Despite being Pang Ho-Cheung’s first Category III film (no one under 18 admitted), Love in a Puff actually remains one of the director’s tamest films. Curse words and raunchy humor fill the script, but lying in its core is a sweet little story about contemporary love in Hong Kong. Pang and co-writer Heiward Mak (High Noon) channel a bit of Woody Allen and a bit of French New Wave with a loose narrative mostly made up of humorous moments from Jimmy and Cherie’s numerous encounters.
Shot in digital by then up-and-coming cinematographer Jason Kwan, Love in a Puff had an organic, vérité-esque documentary style, with seemingly improvised post-game interviews featuring the characters inserted into the story (though Pang is known for his insistence on sticking to the written word on set).

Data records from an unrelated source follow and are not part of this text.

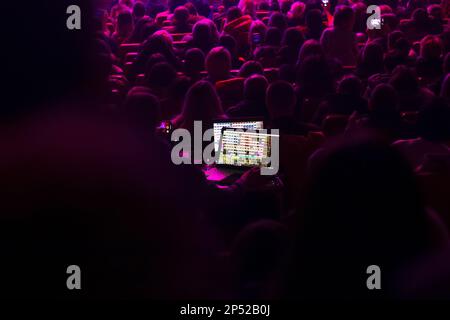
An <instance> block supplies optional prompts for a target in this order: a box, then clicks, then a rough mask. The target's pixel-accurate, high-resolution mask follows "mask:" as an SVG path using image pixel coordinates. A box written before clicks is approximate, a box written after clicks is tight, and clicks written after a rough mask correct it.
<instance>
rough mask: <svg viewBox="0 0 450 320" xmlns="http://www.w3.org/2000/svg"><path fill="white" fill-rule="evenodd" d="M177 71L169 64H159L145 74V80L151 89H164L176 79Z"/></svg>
mask: <svg viewBox="0 0 450 320" xmlns="http://www.w3.org/2000/svg"><path fill="white" fill-rule="evenodd" d="M176 77H177V72H176V70H175V69H174V68H173V67H172V66H171V65H170V64H169V63H167V62H158V63H156V64H155V65H154V66H152V67H151V69H150V70H149V72H148V73H146V74H145V80H146V82H147V83H148V85H149V86H150V88H155V89H164V88H167V87H168V86H170V85H171V84H172V83H173V82H174V81H175V79H176Z"/></svg>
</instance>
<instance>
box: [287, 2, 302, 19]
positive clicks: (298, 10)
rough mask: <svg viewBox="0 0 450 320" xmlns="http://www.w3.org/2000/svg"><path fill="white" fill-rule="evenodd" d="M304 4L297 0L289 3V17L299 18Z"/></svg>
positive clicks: (288, 14)
mask: <svg viewBox="0 0 450 320" xmlns="http://www.w3.org/2000/svg"><path fill="white" fill-rule="evenodd" d="M305 7H306V6H305V4H304V3H303V2H300V1H297V2H294V3H293V4H292V5H291V9H290V10H289V13H288V15H289V17H290V18H301V17H303V13H304V12H305Z"/></svg>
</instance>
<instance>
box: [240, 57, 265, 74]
mask: <svg viewBox="0 0 450 320" xmlns="http://www.w3.org/2000/svg"><path fill="white" fill-rule="evenodd" d="M253 74H261V75H262V74H264V68H263V66H262V65H261V63H259V62H258V61H254V60H250V61H247V62H245V63H244V64H243V65H242V67H241V69H240V70H239V76H240V77H243V78H248V77H250V76H251V75H253Z"/></svg>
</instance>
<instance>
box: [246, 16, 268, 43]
mask: <svg viewBox="0 0 450 320" xmlns="http://www.w3.org/2000/svg"><path fill="white" fill-rule="evenodd" d="M266 32H267V26H266V25H265V24H264V22H262V21H261V20H254V21H253V22H252V24H251V25H250V31H249V43H252V39H253V35H254V34H256V33H259V34H260V35H261V37H262V39H264V38H265V37H266Z"/></svg>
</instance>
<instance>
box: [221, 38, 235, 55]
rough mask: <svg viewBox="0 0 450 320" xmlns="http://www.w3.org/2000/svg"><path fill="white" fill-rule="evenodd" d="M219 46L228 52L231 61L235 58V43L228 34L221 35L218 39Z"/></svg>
mask: <svg viewBox="0 0 450 320" xmlns="http://www.w3.org/2000/svg"><path fill="white" fill-rule="evenodd" d="M219 45H220V46H222V47H224V48H225V49H227V50H228V52H229V53H230V54H231V60H233V59H234V58H236V55H237V43H236V39H235V38H234V37H233V36H231V35H229V34H224V35H222V36H221V37H220V39H219Z"/></svg>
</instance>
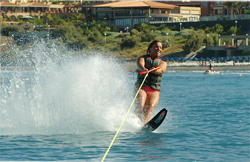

It was Pang’s most laid-back film, eschewing his usual clever plot twists for a straightforward urban romcom that’s heavier on anecdotes than exposition.
Little did anyone know that the film would be a career changer for Hong Kong cinema’s enfant terrible. Despite a disappointing box office take (partly due to that Category III rating) the film earned Pang his first Hong Kong Film Award (for Best Screenplay) and a legion of new fans. Its Beijing-set sequel Love in the Buff – his first sequel ever – became his highest grossing film at the time and officially elevated him to become the ‘it’ director of his generation. The series’ third film, which sees the protagonists grappling with the seven-year itch, is also showing at this year’s Far East Film Festival.
Love in a Puff remains to this day one of the most accurate portrayals of what it’s like to live as a young middle-class professional in post-handover Hong Kong. It’s set in convenience stores, hot pot restaurants, karaoke boxes, local cafes and alleyways. The characters flirt via text messages, commit shady online dating practices and, as Hong Kong smokers will remember vividly, drive all over the city in a rush to horde cigarettes before another price hike goes into effect. Fans of the series love these films not just for the humor, but also because they all know someone like Cherie, Jimmy or even one of their foul-mouthed friends in their lives.
Back in 2010, I wrote in a review that Love in a Puff’s lighthearted and fluffy story made it one of Pang’s lesser efforts. Seven years later, I not only find that the film still holds up, but actually now consider it to be Pang’s most down-to-earth and genuinely charming film.